Fast Converging Parallel Offline-Online Iterative Multiscale Mixed Methods
Dilong Zhou, Rafael T. Guiraldello, Felipe Pereira
TL;DR
This work extends the Multiscale Robin Coupled Method with Oversampling and Smoothing (MRCM-OS) by introducing two offline-online staged iterative strategies, the Reduced Method (RM) and Extended Method (EM), to generate online informed spaces that dramatically improve solution accuracy with minimal iterations. By coupling MRCM-OS with online MBF enrichment and adaptive boundary conditions, the authors achieve flux errors as small as $10^{-10}$ in about ten iterations on challenging SPE10 permeability fields, outperforming a representative existing method in convergence speed. Key insights include the beneficial roles of oversampling and smoothing, and the existence of an optimal Robin parameter $\\alpha$ (found to be $10$ in their tests) that minimizes iteration counts.
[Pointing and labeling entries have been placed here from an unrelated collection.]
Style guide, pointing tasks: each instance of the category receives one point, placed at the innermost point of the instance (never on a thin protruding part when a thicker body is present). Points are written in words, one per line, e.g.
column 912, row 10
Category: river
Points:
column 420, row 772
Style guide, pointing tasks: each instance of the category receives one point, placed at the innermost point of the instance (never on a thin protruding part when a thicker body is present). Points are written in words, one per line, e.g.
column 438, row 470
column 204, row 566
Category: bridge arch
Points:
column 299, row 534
The framework shows strong potential for scalable, parallelized subsurface flow simulations and may be extended to 3D preconditioning and related multiscale problems.
Abstract
In this work, we build upon the recently introduced Multiscale Robin Coupled Method with Oversampling and Smoothing (MRCM-OS) to develop two highly efficient iterative multiscale methods. The MRCM-OS methodology demonstrated the ability to achieve flux error magnitudes on the order of $10^{-4}$ in a challenging industry benchmark, namely the SPE10 permeability field. The two newly proposed iterative procedures, through the construction of online informed spaces, significantly enhance the solution accuracy, reaching flux error magnitudes of order $10^{-10}$ for a reduced number of steps. The proposed methods are based on the construction of online informed spaces, which are iteratively refined to improve solution accuracy. Following an initial offline stage, where known boundary conditions are applied to construct multiscale basis functions, the informed spaces are updated through iterative procedures that utilize boundary conditions defined by the most recently computed solution variables. Two distinct approaches are introduced, each leveraging this framework to deliver efficient and accurate iterative solutions. A series of numerical simulations, conducted on the SPE10 benchmark, demonstrates the very rapid convergence of the iterative solutions. These results highlight the computational efficiency and competitiveness of the two proposed methods, which are thoroughly compared to each other and to an existing multiscale iterative method from the literature.